Petralia Sottana

Le prime civiltà e le conseguenti manifestazioni artistiche di cui abbiamo testimonianza a Petralia Sottana risalgono al 3000 a.C.,al periodo paleolitico e neolitico di cui sono state rinvenute parecchie testimonianze nella grotta del "Vecchiuzzo", sita di fronte all'abitato, nella cosiddetta "Rocca delle Balate".

Difficile è seguire il percorso fino all'età della colonizzazione greca (750-730 a.c.), o affermare e i greci si spinsero fino a ridosso delle montagne delle Madonie.

Più certa è invece la presenza, nella zona, dei Romani, venuti in Sicilia, come è noto, da conquistatori. Più ricche sono le notizie riguardanti il periodo della dominazione araba, dall'820 circa alla venuta dei Normanni, sia nella toponomastica, sia nella conduzione agricola, sia nell'organizzazione madonita. E' certo che a Petralia (allora Batarliah) ci fosse una Moschea e quindi una presenza significativa di arabi, un Signore, Maimun (Gaito), e probabilmente anche la sede di un Emirato.

La conquista dei Normanni (1062) travolge gli insediamenti arabi (la loro era anche una persecuzione religiosa) per cui niente o pochissime vestigia rimangono oggi in Sicilia sicuramente attribuibili oggi agli arabi. 

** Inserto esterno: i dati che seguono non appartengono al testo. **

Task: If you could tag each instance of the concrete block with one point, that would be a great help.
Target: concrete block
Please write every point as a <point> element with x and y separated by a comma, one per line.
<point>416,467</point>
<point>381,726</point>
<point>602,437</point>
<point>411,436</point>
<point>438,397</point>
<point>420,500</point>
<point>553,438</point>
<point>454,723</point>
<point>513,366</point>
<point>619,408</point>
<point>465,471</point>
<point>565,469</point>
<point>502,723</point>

Con i Normanni si apri il lunghissimo periodo del feudalesimo, che in Sicilia e nel Mezzogiorno si protrasse fino alla Costituzione nel 1812, con tutte le implicazioni abbastanza note. Petralia, nei primi tempi, fu terra demaniale; ebbe forse un conte Giliberto di Monforte (1201), poi venne assorbita dalla contea di Collesano.

Notizie storiche certe sull'esistenza delle due Petralia Soprana e Sottana, si hanno soltanto nel 1258 quando Manfredi, figlio dell'Imperatore Federico II, conferisce l'investitura della Contea di Collesano a Enrico Ventimiglia. Le due Petralie, accorpate nella baronia delle Petralie, vivono le vicende dei Ventimiglia, sia nell'unificazione delle due Contee, Geraci e Collesano, sia nella loro separazione.

Dopo il 1412, finisce il Regnum e ha inizio il Viceregno. Delle Petralie diviene Signore Pietro Cardona (1444), figlio del primo vicerè di Sicilia. Con il matrimonio della vedova Moncada di Paternò con il Duca di Montalto, Petralia si trova quasi al centro di un immenso patrimonio che va da San Mauro, Collesano, Geraci, Caltanissetta, Paternò. Gli ultimi eredi dei Moncada di Montalto appartengono alla famiglia degli Alvarez Ferradina di Toledo, il cui ultimo erede Francesco Alvarez arriva fino alla eversione della feudalità del 1817.

Con i Borbone, Petralia segue le sorti della costituzione del Regno delle Due Sicilie, con un suo Decurionato e con i suoi organi amministrativi, il suo Consiglio Civico e le sue prerogative. Nel 1860, partecipa con un gruppo di volontari garibaldini alla liberazione della Sicilia dai Borbone ed alla costituzione dell'unità d'Italia. Petralia fu antiborbonica e si impegnò in prima linea alla formazione della nuova nazione: prese parte alle diverse rivolte (1812, 1820, 1848) tutte soffocate nel sangue, fino alla rivalsa del '60.